The Good Morning America feature does acknowledge the overwhelming success rates of LASIK
It is not accurate to compare the outcomes of LASIK procedures performed five years ago (and certainly not 12 years ago) to those offered today, as many advances in the technology and understanding of laser correction have been made. For instance, most LASIK flaps in the United States today are not created with a blade— the major cause of ocular dryness and flap complications prior to 2003....

The way this is phrased seems to imply that so long as a microkeratome isn't used, this won't happen to you. Problem one.

Second, what is this ostensible obsolence of microkeratomes based upon? Nonsense. Show me some statistics. Microkeratomes are still widely used - often the same surgeon uses both techniques.

I think this reference to "prior to 2003" is rather devious. You mean microkeratome flaps were the problem... only up to 2003? That's when it was barely launched. I was alive and well in 2003 and I know as well as you do that surgeons weren't stampeding to lay down $500k for an Intralase the moment they hit the market. It took years for them to even get a significant chunk of the market for that technology. Obsolescence is a long ways off.

Besides, um... us millions who WERE lasered in the last 15 years of microkeratomes, plus the rest that will be in future years till microkeratomes become obsolete (if they do), what are we, chopped liver?

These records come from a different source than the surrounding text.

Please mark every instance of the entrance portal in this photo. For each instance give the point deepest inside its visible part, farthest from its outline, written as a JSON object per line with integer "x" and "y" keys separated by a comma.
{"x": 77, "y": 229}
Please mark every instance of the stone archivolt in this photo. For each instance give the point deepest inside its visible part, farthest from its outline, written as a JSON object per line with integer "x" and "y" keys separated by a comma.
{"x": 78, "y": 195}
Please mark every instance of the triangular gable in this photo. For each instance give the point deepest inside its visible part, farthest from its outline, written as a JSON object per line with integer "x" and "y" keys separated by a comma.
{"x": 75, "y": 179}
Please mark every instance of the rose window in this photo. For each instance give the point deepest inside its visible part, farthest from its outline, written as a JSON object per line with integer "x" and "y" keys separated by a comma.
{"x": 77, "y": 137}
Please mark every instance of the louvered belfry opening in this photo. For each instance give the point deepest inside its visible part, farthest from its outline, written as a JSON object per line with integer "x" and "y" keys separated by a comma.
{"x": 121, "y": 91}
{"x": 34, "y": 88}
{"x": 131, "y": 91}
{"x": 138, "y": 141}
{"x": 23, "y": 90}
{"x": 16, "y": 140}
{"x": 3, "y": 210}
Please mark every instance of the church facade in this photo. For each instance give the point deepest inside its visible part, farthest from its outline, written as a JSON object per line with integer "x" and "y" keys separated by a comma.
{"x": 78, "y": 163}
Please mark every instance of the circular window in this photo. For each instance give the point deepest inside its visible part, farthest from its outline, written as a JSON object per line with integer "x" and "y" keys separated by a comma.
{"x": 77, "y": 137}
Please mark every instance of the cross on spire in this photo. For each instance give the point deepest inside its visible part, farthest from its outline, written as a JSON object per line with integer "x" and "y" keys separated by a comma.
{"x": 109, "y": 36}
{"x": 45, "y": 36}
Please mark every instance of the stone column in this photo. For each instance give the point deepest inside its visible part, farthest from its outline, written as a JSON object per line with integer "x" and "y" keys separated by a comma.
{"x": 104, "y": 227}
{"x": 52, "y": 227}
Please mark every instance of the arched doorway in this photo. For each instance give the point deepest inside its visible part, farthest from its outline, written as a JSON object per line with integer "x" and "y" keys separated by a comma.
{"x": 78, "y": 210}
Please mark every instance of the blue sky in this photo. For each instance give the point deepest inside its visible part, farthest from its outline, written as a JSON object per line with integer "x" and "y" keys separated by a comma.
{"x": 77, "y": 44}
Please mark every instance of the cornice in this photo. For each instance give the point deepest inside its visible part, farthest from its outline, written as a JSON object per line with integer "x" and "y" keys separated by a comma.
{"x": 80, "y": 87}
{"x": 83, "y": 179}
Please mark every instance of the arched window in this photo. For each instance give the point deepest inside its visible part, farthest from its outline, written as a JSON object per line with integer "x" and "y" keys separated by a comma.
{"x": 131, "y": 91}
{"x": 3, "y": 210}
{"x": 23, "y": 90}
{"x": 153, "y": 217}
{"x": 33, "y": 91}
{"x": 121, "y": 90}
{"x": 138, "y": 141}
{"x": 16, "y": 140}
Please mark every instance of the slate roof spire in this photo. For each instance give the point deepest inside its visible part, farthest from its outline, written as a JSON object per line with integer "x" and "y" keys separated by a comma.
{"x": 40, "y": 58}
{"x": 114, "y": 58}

In summary, LASIK is one of the safest, most effective surgical procedures performed, with a constantly improving safety and efficacy profile. Despite this, the patient must keep in mind that it is a surgical procedure with potential risks. LASIK is an elective procedure, and therefore affords one the luxury of time—to meet with your surgeon, express your concerns and goals and have your questions addressed. Your physician will give you an informed consent document. Bring it home and read it at your leisure; if you have questions, ask them before the day of your treatment. It is important that one is comfortable with the surgeon, the procedure, and the decision to proceed. While hindsight is 20/20, moving forward with your eyes open will serve you well.

These elegant little summary statements sound eminently reasonable to everyone except those who, after experiencing complications without receiving adequate treatments, come to realize that asking the questions is only useful if the answers are grounded in practical reality from the patient's point of view rather than the doctor's.

I might as well post here my response to the article.

Dr. Frangie,

You state in this article, "Relatively few patients experience the complications of dry-eye...after LASIK".

This statement is not supported by the medical literature. Medical studies abound suggesting rates in the neighborhood of 5%, 10%, 20%, and at least one as high as 36%, employing a variety of methods assessing signs and/or symptoms. By any credible measure of ocular surface disease symptoms, the incidence of post LASIK dry eye is more than a little significant. Dry eye is in fact well known to be the most frequently occurring complication after LASIK - as is stated in the majority of informed consent forms that I have seen over the years, though most do not go so far as to explain the potential severity or persistence of this condition or possibility of available treatments not sufficing.

Everyone in the ophthalmic pharmaceutical industries know that LASIK dry eye is a big deal. New products have been developed specifically for people with LASIK dry eye. The cat has been out of the proverbial bag too long to make statements downplaying the significance of post LASIK dry eye.